We are recession resistant

For some time now, India’s information technology (IT) services companies have been trying to separate revenue growth and increases in staff strength, mainly by offering intellectual property (IP)-led products and platforms, outcome-based pricing, and higher-end management consulting.

Canada’s largest IT services company, the 35-year-old CGI Group Inc., is an example of such a business model. While its revenue is comparable with, say, India’s third largest IT vendor Wipro Inc., its manpower, at 31,000, is one-fourth of Wipro’s.

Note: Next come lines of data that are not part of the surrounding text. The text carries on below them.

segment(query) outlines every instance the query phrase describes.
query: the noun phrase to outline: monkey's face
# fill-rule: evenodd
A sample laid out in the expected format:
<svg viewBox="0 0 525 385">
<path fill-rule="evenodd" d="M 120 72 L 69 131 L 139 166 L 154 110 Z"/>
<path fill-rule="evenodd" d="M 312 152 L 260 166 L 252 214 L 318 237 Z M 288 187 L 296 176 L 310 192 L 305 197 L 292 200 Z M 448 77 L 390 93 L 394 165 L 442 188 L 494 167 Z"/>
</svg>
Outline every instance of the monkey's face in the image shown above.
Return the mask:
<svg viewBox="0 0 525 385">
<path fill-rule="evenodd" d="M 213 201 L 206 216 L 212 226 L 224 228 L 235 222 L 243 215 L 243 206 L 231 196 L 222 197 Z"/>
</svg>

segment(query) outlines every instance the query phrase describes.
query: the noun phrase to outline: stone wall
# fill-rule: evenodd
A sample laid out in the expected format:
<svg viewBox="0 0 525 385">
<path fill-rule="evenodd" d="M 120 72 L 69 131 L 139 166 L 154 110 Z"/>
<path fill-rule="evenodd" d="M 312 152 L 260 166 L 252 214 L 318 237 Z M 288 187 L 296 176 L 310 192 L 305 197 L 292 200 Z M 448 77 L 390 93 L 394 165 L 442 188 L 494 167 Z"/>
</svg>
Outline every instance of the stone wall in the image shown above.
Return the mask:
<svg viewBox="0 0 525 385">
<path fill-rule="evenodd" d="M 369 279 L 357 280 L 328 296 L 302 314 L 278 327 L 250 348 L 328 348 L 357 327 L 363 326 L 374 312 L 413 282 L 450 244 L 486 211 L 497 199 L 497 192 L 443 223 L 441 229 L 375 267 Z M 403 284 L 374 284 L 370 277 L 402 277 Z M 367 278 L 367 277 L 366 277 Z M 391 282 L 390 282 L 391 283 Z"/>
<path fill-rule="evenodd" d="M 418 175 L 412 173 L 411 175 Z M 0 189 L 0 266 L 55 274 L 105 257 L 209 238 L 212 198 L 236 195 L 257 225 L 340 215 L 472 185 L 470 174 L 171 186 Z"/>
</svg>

Indian companies derive less than 10% of their revenue from products and platforms, while CGI boasts of a 20% share. Chief executive Michael Roach wants to take it to 40% in 5-10 years. And with a $13.5 billion order book, three times its current revenue of $4.5 billion, Roach considers his company “recession resistant”. Edited excerpts from an interview:

Give us a sense of your business model. Your practices and divisions are similar to Indian IT vendors, but you do more government work.

Government (work) is 36% of our revenues, financial services 30%, telecom 15%, and manufacturing and retail the rest. As for offerings, 60% is application development and maintenance services, 20% infrastructure services, and 20% from products and platforms.

We have a proximity model where we differentiate ourselves, with a lot of people close to the markets we serve. Fifty percent of revenues are from Canada, 45% from the US, and 5% from Europe. We offer clients a menu of choices, on-site, off-site, or in a low-cost centre within their country, or combinations of that. Ninety-five percent of our projects are delivered on time and on budget; 97% of our employees in India own CGI stock. Companywide, it is 90%. It is a profit-participation model. I always say, no one washes a rental car.

But your margins are not very high, with operating margins at around 13%?

Our margins are the best in North America and Europe, and have been so for four years. We have a lot of intellectual property, which we leverage. Twenty percent of our revenues come from solutions which we sell as a service. We don’t have a relationship with people and revenue. Over time, the revenue goes up, but the people rate does not go up. In India, we are growing at 30% though.

Clients do not want to buy inputs—people. We take on a whole function, reduce price, and take the full risk on delivery. Clients don’t know how many bodies we have and they don’t care. And IP is now a part of this. We have been doing this for the last 20 years. Sixty-eight percent of our revenue is recurring.

In the worst days of the financial meltdown, when stocks went down 40%, we went down 20%. When it went up 20%, we went up 60%. Our stock valuation is bigger than some companies three times our size in revenue. We have a signed backlog of $13.5 billion of total contract value. And the average age is 6.5 years. Even if there is another downturn, we have that floor. We are recession resistant. And I want to take my product and platform solutions to 40% of revenues in a 5-10-year timeframe.

Apart from India, do you have low-cost centres within your markets?

Yes, in Canada, US, Spain and Poland. In the US, we opened one in rural Virginia with 400 people. US President Barack Obama appreciated that. This will grow, given the political pressure (against jobs being outsourced) to balance things. But again, the component of India is a differentiator; without it you are not necessarily going to be competitive. We will be competitive for government work, as that does not move offshore. But for enterprises, looking for better price, quality and risk. India is important. Here we have about 4,000 people, with capacity for another 1,500. And I want to have the lowest turnover rate. We have 12% attrition in comparison to 20%-plus in the industry here. And we want to keep working that down. If the turnover is 20%, clients are thinking, “one in five people working on my project may not be there soon”. That is very worrisome for clients.